That make some sense, but I can't just get rid of the square root - it's part of the actual problem I'm solving (this feeds into a gauss newton optimzer).
Is there an easy way to tell Mathematica to just treat things as real? Ive tried using Refine and Simplify (both in the dist function and wrapped "around" the Grad call) with assumptions but it makes no difference (e.g. x [Element] Reals).

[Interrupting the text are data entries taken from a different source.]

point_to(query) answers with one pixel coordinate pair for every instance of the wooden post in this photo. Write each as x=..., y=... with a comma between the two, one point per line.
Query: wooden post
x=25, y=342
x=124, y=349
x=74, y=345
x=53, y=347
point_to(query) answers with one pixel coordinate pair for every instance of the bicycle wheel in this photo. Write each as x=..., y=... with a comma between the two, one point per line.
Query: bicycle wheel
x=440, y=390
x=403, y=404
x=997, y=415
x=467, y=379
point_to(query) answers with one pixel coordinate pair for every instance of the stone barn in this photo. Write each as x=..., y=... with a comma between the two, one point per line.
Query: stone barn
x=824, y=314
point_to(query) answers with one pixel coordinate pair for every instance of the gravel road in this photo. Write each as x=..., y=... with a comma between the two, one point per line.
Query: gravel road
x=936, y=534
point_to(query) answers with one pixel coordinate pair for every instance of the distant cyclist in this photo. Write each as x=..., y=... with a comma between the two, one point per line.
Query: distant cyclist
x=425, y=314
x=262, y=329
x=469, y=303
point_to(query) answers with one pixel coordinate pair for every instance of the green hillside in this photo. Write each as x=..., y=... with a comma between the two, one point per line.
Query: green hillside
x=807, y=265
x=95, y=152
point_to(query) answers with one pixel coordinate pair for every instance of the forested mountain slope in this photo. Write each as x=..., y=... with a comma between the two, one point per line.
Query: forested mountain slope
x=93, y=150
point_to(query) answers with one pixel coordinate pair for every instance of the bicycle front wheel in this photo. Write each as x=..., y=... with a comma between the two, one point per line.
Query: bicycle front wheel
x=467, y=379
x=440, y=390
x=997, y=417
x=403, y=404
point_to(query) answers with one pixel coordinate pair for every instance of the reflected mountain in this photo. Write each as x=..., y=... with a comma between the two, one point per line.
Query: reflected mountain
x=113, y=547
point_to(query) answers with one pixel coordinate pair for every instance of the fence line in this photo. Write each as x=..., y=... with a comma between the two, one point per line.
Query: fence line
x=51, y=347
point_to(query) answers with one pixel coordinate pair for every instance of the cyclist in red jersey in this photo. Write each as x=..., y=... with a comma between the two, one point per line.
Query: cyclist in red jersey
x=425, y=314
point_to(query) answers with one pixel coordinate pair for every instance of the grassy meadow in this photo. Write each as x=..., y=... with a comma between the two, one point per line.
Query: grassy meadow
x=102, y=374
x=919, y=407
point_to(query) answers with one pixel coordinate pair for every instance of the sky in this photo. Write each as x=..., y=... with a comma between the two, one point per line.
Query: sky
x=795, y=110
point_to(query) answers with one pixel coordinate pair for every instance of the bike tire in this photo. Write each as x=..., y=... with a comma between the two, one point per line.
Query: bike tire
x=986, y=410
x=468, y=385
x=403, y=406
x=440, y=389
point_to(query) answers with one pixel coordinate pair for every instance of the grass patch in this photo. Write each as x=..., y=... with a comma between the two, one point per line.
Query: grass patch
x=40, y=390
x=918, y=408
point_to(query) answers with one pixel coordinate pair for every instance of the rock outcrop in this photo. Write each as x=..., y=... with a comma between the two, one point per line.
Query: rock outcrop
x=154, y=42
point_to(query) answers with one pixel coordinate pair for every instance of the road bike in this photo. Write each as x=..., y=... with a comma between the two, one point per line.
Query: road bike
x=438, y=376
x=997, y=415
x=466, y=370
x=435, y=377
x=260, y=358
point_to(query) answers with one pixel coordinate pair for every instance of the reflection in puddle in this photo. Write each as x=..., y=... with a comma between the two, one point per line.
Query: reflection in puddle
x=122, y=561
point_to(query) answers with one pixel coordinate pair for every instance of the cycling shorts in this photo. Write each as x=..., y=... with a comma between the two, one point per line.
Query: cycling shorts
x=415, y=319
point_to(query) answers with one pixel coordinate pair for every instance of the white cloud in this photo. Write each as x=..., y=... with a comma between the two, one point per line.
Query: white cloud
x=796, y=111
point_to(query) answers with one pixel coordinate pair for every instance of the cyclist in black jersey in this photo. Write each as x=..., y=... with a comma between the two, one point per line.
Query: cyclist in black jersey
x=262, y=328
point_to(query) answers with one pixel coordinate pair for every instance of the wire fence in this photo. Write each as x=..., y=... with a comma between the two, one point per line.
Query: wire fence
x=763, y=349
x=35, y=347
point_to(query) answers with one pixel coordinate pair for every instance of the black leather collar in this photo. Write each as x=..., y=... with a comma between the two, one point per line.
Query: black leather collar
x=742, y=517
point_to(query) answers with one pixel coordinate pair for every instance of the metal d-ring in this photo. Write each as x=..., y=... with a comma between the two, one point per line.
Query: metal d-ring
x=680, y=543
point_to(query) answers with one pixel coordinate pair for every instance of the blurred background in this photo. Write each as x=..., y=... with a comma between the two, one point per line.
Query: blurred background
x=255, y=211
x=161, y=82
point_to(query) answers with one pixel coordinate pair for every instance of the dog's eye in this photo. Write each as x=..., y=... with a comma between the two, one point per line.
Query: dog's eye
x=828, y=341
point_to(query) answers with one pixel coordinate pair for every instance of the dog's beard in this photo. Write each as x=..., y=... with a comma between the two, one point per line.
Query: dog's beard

I also tried putting the funky "/. Abs -> Simplify" just to get rid of the abs, but without squaring the norm and that at least got rid of all the redundant "Abs" stuff, but presumably the simplifier still doesn't know that this stuff is Real so the output is still kind of horrid:
dist[p_] := Norm[d d.p - p] /. Abs -> Identity
FullSimplify[Grad[dist[{x, y, z}], {x, y, z}]]
Out={(x - d d.{x, y, z} -
d (x + y + z -
3 d d.{x, y, z}) d.{{1, 0, 0}, {0, 1, 0}, {0, 0, 1}})/Sqrt[
x^2 + y^2 + z^2 +
d d.{x, y, z} (-2 (x + y + z) + 3 d d.{x, y, z})], (
y - d d.{x, y, z} -
d (x + y + z -
3 d d.{x, y, z}) d.{{1, 0, 0}, {0, 1, 0}, {0, 0, 1}})/Sqrt[
x^2 + y^2 + z^2 +
d d.{x, y, z} (-2 (x + y + z) + 3 d d.{x, y, z})], (
z - d d.{x, y, z} -
d (x + y + z -
3 d d.{x, y, z}) d.{{1, 0, 0}, {0, 1, 0}, {0, 0, 1}})/Sqrt[
x^2 + y^2 + z^2 + d d.{x, y, z} (-2 (x + y + z) + 3 d d.{x, y, z})]}
Any ideas? It just seems like I'm missing something.